Return the element of self corresponding to the vector v in self.module().

Implement this if you implement module(); see the documentation of sage.categories.lie_algebras.LieAlgebras.module() for how this is to be done.

EXAMPLES:

sage: L = LieAlgebras(QQ).FiniteDimensional().WithBasis().example()     # needs sage.modules
sage: u = L.from_vector(vector(QQ, (1, 0, 0))); u                       # needs sage.modules
(1, 0, 0)
sage: parent(u) is L                                                    # needs sage.modules
True
module()#

Return an \(R\)-module which is isomorphic to the underlying \(R\)-module of self.

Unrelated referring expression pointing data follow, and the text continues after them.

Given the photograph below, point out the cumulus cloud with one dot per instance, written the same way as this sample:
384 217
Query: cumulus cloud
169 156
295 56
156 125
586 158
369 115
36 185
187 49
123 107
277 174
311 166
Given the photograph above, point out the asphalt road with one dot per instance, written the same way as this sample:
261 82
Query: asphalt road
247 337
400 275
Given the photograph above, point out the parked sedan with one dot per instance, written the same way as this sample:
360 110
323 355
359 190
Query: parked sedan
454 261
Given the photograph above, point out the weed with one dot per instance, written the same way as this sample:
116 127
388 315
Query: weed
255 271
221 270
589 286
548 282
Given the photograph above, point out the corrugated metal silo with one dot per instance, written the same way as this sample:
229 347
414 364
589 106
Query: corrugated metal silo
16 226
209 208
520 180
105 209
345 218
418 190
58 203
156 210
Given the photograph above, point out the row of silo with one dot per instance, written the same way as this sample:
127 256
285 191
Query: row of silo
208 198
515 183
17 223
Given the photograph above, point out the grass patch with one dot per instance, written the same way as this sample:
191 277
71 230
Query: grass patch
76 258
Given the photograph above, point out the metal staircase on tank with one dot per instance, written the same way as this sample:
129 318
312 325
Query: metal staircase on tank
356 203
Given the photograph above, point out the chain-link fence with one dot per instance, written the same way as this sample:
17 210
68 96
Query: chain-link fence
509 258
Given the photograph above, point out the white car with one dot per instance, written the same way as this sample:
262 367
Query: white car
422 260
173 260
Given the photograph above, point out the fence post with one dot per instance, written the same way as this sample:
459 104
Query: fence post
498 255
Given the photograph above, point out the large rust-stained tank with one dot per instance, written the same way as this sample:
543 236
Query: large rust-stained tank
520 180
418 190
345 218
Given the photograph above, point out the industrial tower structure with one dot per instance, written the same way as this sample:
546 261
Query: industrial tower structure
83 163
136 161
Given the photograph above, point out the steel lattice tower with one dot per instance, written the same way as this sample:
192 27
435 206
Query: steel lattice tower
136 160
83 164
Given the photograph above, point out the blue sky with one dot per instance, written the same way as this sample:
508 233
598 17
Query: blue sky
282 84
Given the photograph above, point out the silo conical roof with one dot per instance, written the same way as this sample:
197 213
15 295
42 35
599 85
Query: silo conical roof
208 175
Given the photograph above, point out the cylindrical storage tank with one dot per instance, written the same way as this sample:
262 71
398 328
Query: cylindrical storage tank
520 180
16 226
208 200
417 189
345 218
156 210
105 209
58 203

See sage.categories.lie_algebras.LieAlgebras.module() for an explanation.

EXAMPLES:

sage: L = LieAlgebras(QQ).WithBasis().example()                         # needs sage.combinat sage.modules
sage: L.module()                                                        # needs sage.combinat sage.modules
Free module generated by Partitions over Rational Field
pbw_basis(basis_key=None, **kwds)#

Return the Poincare-Birkhoff-Witt basis of the universal enveloping algebra corresponding to self.

EXAMPLES:

sage: L = lie_algebras.sl(QQ, 2)                                        # needs sage.combinat sage.modules
sage: PBW = L.pbw_basis()                                               # needs sage.combinat sage.modules
poincare_birkhoff_witt_basis(basis_key=None, **kwds)#

Return the Poincare-Birkhoff-Witt basis of the universal enveloping algebra corresponding to self.

EXAMPLES:

sage: L = lie_algebras.sl(QQ, 2)                                        # needs sage.combinat sage.modules
sage: PBW = L.pbw_basis()                                               # needs sage.combinat sage.modules
example(gens=None)#

Return an example of a Lie algebra as per Category.example.

EXAMPLES:

sage: LieAlgebras(QQ).WithBasis().example()                                 # needs sage.combinat sage.modules
An example of a Lie algebra: the abelian Lie algebra on the
 generators indexed by Partitions over Rational Field

Another set of generators can be specified as an optional argument:

sage: LieAlgebras(QQ).WithBasis().example(Compositions())                   # needs sage.combinat sage.modules
An example of a Lie algebra: the abelian Lie algebra on the
 generators indexed by Compositions of non-negative integers
 over Rational Field